I was scared to death.
I did feel stupid.
I was going home.
But there was something else…something that wouldn’t let go…something that started with the touch of her fingers.
The touch was still there.
Candy’s touch. I could still feel it, impressed in the memory of my skin: hot, cold, electric, eternal, the touch of another. It was exhilarating, tingling, intoxicating. And as I walked the streets, I couldn’t stop looking at my fingers, staring at the contours and whorls, searching for the spot where she’d touched me. I kept wanting to feel my skin, to feel the memory from the outside, but I was afraid that touching it might somehow remove the feeling inside…
And that was just the start of it.
Deep down inside me, buried beneath all the chaos, I could sense a feeling I’d never felt before. I didn’t know what it was. I didn’t know if it was a good feeling or a bad feeling or something in between…I wasn’t even sure it was a feeling at all. It was just something—an unknown shade, a barely perceptible signal, like a flickering candle on a distant hill. I knew i
t was there, but most of the time it was too faint to see, and even when I could see it, I couldn’t tell if I was seeing it or hearing it or smelling it or feeling it…
It was too many things all at once: a light in the darkness, a crying voice, the scent of freshly washed skin, some wonderful oblivion…
It didn’t make sense.
And neither did I.
I’d reached the end of the avenue now, but I couldn’t remember getting there. And I didn’t know why I was standing at the foot of the driveway outside my house, gazing up at the moon. But that’s what I was doing. And I must have been doing it for a while, because my hands and face were freezing cold and my neck was as stiff as a board.
God knows what I was looking for.
There was nothing up there for me.
I opened the gate and headed up the gravel driveway.
The house looked quiet—curtains drawn, soft lights, silent and still—but that wasn’t unusual. It’s an old vicarage, our house—a three-story gray-stone building set back from the street in a walled half acre of rolling lawns and pine trees and well-tended hedges. It always looks quiet.
Too quiet sometimes.
It wasn’t so bad when Mum was still living here and Dad was running his surgery from a couple of rooms on the ground floor, but Mum’s been gone for a while now, and Dad opened up a smart new office in Chelmsford last year, so now the house feels bleak and empty most of the time.

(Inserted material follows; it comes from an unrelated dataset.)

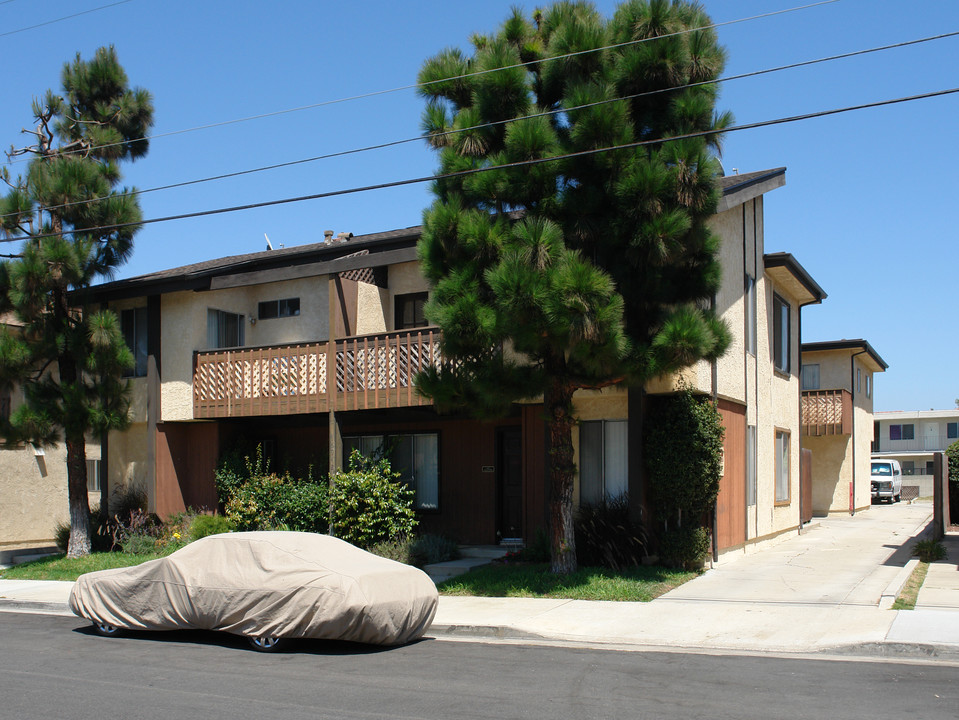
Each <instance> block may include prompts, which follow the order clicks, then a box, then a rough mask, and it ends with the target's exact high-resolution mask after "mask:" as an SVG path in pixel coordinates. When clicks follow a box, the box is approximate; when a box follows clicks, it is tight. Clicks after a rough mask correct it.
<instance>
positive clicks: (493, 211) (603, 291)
mask: <svg viewBox="0 0 959 720" xmlns="http://www.w3.org/2000/svg"><path fill="white" fill-rule="evenodd" d="M709 25H711V22H710V20H709V18H708V17H707V16H706V14H705V13H704V12H703V10H702V9H701V8H700V7H699V6H698V5H697V4H693V3H689V2H685V1H683V0H676V1H674V2H669V1H668V0H629V1H627V2H624V3H623V4H621V5H620V6H619V7H618V8H617V10H616V12H615V13H614V15H613V17H612V18H605V17H603V16H601V15H600V14H599V13H598V12H597V11H596V10H595V8H594V7H593V6H592V5H591V4H589V3H586V2H559V3H556V4H554V5H551V6H550V7H548V8H546V9H545V10H542V11H537V12H536V13H534V14H533V16H532V17H531V18H527V17H525V16H524V15H523V13H522V12H521V11H520V10H514V11H513V12H512V14H511V15H510V16H509V17H508V18H507V19H506V20H505V21H504V22H503V24H502V25H501V26H500V28H499V30H498V31H497V32H496V33H494V34H490V35H475V36H473V37H472V38H471V43H472V52H471V53H470V54H467V53H464V52H462V51H461V50H458V49H455V48H450V49H447V50H444V51H443V52H441V53H439V54H438V55H436V56H435V57H432V58H430V59H428V60H427V61H426V63H425V64H424V66H423V68H422V69H421V71H420V75H419V89H420V92H421V94H422V95H423V96H424V97H425V98H426V102H427V104H426V109H425V112H424V119H423V127H424V131H425V133H426V137H427V139H428V141H429V143H430V144H431V146H432V147H433V148H435V150H436V151H437V154H438V156H439V162H440V175H441V177H440V179H438V180H437V181H436V182H435V183H434V185H433V193H434V196H435V200H434V202H433V204H432V205H431V207H430V208H428V209H427V210H426V211H425V213H424V218H423V235H422V239H421V241H420V245H419V254H420V258H421V261H422V267H423V270H424V272H425V274H426V277H427V278H428V280H429V281H430V283H431V286H432V292H431V297H430V301H429V303H428V305H427V310H426V312H427V316H428V318H429V319H430V320H431V321H433V322H434V323H436V324H437V325H438V326H439V327H440V328H441V330H442V332H443V335H442V350H443V355H444V358H445V360H446V363H445V364H444V365H443V367H441V368H438V369H432V370H429V371H427V372H424V373H422V374H421V375H420V376H419V378H418V386H419V388H420V390H421V391H422V392H423V393H425V394H426V395H428V396H430V397H432V398H433V400H434V403H435V404H436V405H437V406H438V407H440V408H467V409H469V410H470V411H472V412H474V413H475V414H477V415H496V414H499V413H503V412H505V411H506V409H507V408H508V407H509V405H510V403H511V402H513V401H516V400H519V399H531V398H537V397H539V396H542V397H543V400H544V405H545V415H546V421H547V425H548V427H549V434H550V454H549V458H550V468H549V474H550V503H551V510H550V522H551V530H550V532H551V539H552V555H553V570H554V571H556V572H568V571H570V570H572V569H573V568H574V567H575V545H574V540H573V534H572V487H573V477H574V474H575V466H574V464H573V447H572V428H573V426H574V424H575V418H574V417H573V415H572V395H573V393H574V392H575V391H576V390H579V389H584V388H601V387H604V386H609V385H613V384H618V385H627V386H633V387H642V385H643V383H645V382H646V381H647V380H649V379H650V378H653V377H656V376H658V375H662V374H665V373H669V372H673V371H675V370H678V369H680V368H682V367H685V366H688V365H690V364H692V363H694V362H696V361H698V360H700V359H702V358H714V357H717V356H719V355H720V354H721V353H722V352H723V351H724V350H725V348H726V346H727V344H728V342H729V334H728V331H727V329H726V327H725V326H724V324H723V323H722V322H721V321H720V320H718V319H717V318H716V317H715V315H714V314H713V313H712V312H711V311H710V310H709V305H710V298H711V297H712V295H713V294H714V293H715V292H716V290H717V288H718V286H719V281H720V270H719V263H718V261H717V259H716V253H717V249H718V241H717V238H716V236H715V235H714V234H713V233H712V232H711V231H710V229H709V227H708V225H707V220H708V219H709V217H710V216H711V215H712V214H713V213H714V212H715V210H716V207H717V203H718V200H719V191H718V188H717V183H716V177H717V174H718V172H719V165H718V162H717V160H716V155H717V153H718V151H719V141H720V133H721V131H722V130H723V129H724V128H725V127H727V126H728V125H729V124H730V123H731V116H730V115H728V114H716V112H715V111H714V106H715V102H716V96H717V88H716V85H715V84H714V83H713V81H714V80H715V79H716V78H717V77H718V75H719V73H720V72H721V70H722V68H723V65H724V61H725V54H724V51H723V49H722V48H721V47H720V46H719V45H718V43H717V39H716V35H715V32H714V31H713V30H711V29H709V27H708V26H709ZM669 138H679V139H671V140H667V139H669Z"/></svg>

Not that I mind bleak and empty—in fact, I quite like it. Especially when it’s shrouded in comfort, which it is. Comfort, safety, warmth, tranquillity…
Home sweet home.
Dad’s car was parked at the top of the driveway. He’d told me earlier that he was going out that night and I was hoping he’d already gone, but it looked as if I was out of luck.
Not that it really mattered.
I just didn’t feel like seeing him, that’s all.
I didn’t feel like anything.
When I opened the front door, he was standing in the hallway putting on his coat.
“Where the hell have you been?” he said, looking at his watch. “It’s nearly ten o’clock.”
“The trains were late,” I told him, shutting the door.
He shook his head. “I just rang them—they said there weren’t any problems.”